Technically, the majority held that political-party coordinated-expenditure limits violated the First Amendment, because they were “not proportionate, necessary, or narrowly tailored” given the other less-speech-restrictive tools available to the government.
Okay, whatever.
This would only be convincing if there was an ounce of credibility to the notion that corporations have “beliefs” and spending gazillions of dollars constitutes “speech.”
I do need to point out several particular ironies with the conservative line of thinking on this that we haven’t discussed before:
First, in a world where conservatives are in paroxysms about the possibility that one “illegal” alien may have voted someplace somewhere at some point in time, they have no way of assuring (or even seem to be concerned) that Russian mobsters aren’t using a series of shell companies or 501(c)(4) organizations to send oodles of money to American political campaigns. Even for something less nefarious, like when the Irish boss of a multinational corporation —who is not an American citizen or eligible to vote — makes decisions on where and when his corporation makes donations to American political action committees, they’re not concerned.
Second, corporate officers and directors are getting a second bite of the apple that the rest of us don’t get. They already have the ability to spend as much as $7000 ($3500 for a primary and another $3500 for a general election) to support any given candidate during a two-year election cycle. Nothing prohibits them from compiling a curated list of 1000 political candidates they want to support — now, with the help of AI this would be easy-breezy — so they could theoretically spend $7 million (or more) on their chosen candidates in one election cycle. And now, they also get to decide whom their corporations are going to support.
Finally, the “appearance of corruption” problem. This cat has been out of the bag for a long time and there will be no stuffing it back in. What is by now clear to even the most casual observer that billionaires can simply buy elections. Elon Musk was the single largest donor of the 2024 election cycle, backing Trump through a super PAC which he founded and funded and gave roughly $250 million total to support Trump’s campaign. That PAC ran get-out-the-vote operations in swing states, paid canvassers, and ran ads.

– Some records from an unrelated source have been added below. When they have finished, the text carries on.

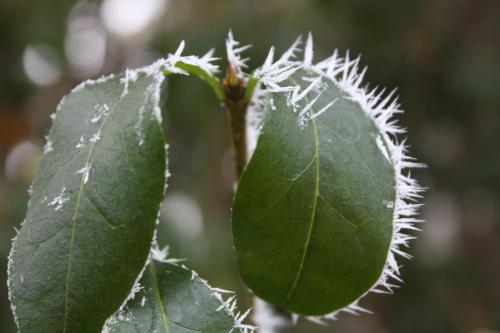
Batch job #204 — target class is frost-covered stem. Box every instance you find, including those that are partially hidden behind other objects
[223,64,248,181]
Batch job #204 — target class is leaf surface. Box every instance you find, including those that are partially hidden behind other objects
[9,73,166,333]
[232,70,396,315]
[102,262,239,333]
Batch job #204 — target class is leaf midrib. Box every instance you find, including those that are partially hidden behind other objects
[63,82,126,333]
[284,105,319,304]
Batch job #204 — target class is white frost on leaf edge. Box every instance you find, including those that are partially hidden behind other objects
[7,41,213,332]
[247,33,425,324]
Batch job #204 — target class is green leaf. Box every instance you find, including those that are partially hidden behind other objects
[9,71,166,333]
[105,261,240,333]
[232,69,396,316]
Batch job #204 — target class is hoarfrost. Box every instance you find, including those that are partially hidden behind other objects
[90,103,109,124]
[43,136,54,154]
[48,187,69,211]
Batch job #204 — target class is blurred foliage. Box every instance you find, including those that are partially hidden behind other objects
[0,0,500,333]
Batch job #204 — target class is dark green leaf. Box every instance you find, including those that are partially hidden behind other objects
[106,262,239,333]
[232,70,396,315]
[9,72,166,333]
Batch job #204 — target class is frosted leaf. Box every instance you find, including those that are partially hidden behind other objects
[76,163,92,184]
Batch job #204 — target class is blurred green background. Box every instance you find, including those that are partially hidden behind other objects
[0,0,500,333]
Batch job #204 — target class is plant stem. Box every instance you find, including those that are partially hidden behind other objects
[223,64,292,333]
[223,64,249,182]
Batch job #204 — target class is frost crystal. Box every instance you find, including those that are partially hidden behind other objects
[120,68,139,96]
[76,163,92,184]
[75,135,87,149]
[89,130,101,143]
[247,34,424,323]
[48,187,69,211]
[43,136,54,154]
[90,104,109,124]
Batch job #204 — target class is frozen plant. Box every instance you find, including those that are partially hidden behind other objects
[8,32,423,333]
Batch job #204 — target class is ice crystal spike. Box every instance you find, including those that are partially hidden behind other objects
[226,30,252,76]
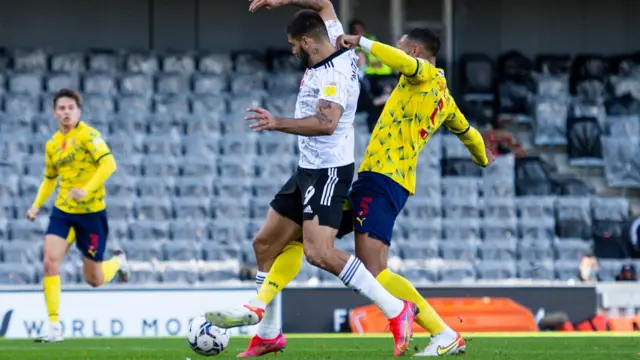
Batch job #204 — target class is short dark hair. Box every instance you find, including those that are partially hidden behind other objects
[407,28,440,56]
[349,19,365,33]
[287,10,329,40]
[53,89,82,108]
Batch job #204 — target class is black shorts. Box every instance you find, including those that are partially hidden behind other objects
[270,164,355,230]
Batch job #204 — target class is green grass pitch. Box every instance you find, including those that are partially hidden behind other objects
[0,332,640,360]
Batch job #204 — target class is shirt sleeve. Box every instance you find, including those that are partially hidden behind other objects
[324,20,344,45]
[44,142,58,179]
[83,129,111,163]
[318,70,349,109]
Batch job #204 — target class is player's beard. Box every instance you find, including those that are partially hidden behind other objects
[298,48,311,68]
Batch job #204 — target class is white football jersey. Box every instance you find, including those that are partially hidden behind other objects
[295,20,360,169]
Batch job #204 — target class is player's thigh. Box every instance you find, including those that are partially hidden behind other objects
[73,210,109,265]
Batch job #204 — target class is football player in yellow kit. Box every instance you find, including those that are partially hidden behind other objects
[27,89,129,342]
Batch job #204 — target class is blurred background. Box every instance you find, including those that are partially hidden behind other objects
[0,0,640,336]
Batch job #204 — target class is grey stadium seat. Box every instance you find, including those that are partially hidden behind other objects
[175,176,214,198]
[0,264,36,285]
[476,261,518,280]
[603,136,640,188]
[442,197,480,219]
[441,261,477,283]
[202,241,242,261]
[442,177,478,198]
[193,73,229,95]
[82,73,118,96]
[13,49,49,72]
[191,94,228,119]
[164,239,202,261]
[0,241,42,264]
[516,196,556,219]
[162,262,199,285]
[136,177,175,197]
[591,197,629,221]
[480,218,518,240]
[518,239,555,261]
[518,260,556,281]
[398,240,440,260]
[135,198,173,221]
[442,219,480,241]
[554,239,593,261]
[478,238,518,261]
[123,239,164,261]
[156,73,190,95]
[169,219,209,240]
[173,197,212,220]
[482,196,518,219]
[199,260,240,283]
[129,220,171,241]
[198,54,233,75]
[162,54,196,76]
[142,155,179,177]
[440,239,479,261]
[518,218,556,240]
[534,100,569,146]
[7,73,44,97]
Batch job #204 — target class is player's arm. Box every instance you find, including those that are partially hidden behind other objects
[359,36,436,83]
[274,99,344,136]
[249,0,338,21]
[82,130,117,194]
[31,145,58,209]
[444,97,490,167]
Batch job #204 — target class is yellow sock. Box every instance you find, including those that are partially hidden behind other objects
[43,275,61,322]
[102,257,120,284]
[257,241,304,304]
[376,269,447,334]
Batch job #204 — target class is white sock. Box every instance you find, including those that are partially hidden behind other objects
[339,255,404,319]
[256,271,281,340]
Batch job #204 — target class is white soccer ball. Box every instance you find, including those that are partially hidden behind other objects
[187,315,229,356]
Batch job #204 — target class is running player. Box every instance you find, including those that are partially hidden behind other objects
[206,0,415,357]
[27,89,129,342]
[339,29,493,356]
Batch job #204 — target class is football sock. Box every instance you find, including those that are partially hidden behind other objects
[102,257,120,284]
[376,269,447,335]
[256,271,280,340]
[43,275,61,323]
[256,241,304,308]
[339,255,404,319]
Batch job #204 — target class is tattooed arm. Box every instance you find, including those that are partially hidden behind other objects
[249,0,338,21]
[274,99,344,136]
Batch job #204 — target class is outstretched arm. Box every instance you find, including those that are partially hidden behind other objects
[249,0,338,21]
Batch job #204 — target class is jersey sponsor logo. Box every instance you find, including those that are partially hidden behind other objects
[322,82,338,97]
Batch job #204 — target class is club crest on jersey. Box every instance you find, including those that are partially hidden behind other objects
[322,82,338,97]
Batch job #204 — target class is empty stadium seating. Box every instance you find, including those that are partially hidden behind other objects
[0,51,640,285]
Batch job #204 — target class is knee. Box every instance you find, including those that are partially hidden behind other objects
[84,273,104,288]
[304,245,328,269]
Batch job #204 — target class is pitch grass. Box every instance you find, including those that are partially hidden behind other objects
[0,332,640,360]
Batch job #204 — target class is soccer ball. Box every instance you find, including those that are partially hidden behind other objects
[187,315,229,356]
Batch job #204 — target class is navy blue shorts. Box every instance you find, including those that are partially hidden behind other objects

Or take the 2008 sub-prime mortgage crisis. After Citizen’s United the financial industry began dumping money into both Republican and Democratic campaigns. The housing bubble bursts, the “too big to fail” banks are rescued, no banker goes to jail.
This is what people see. Nobody believes that money has not corrupted the entire process and nobody believes that any of the “protections” that Kavanaugh cites have any actual meaning.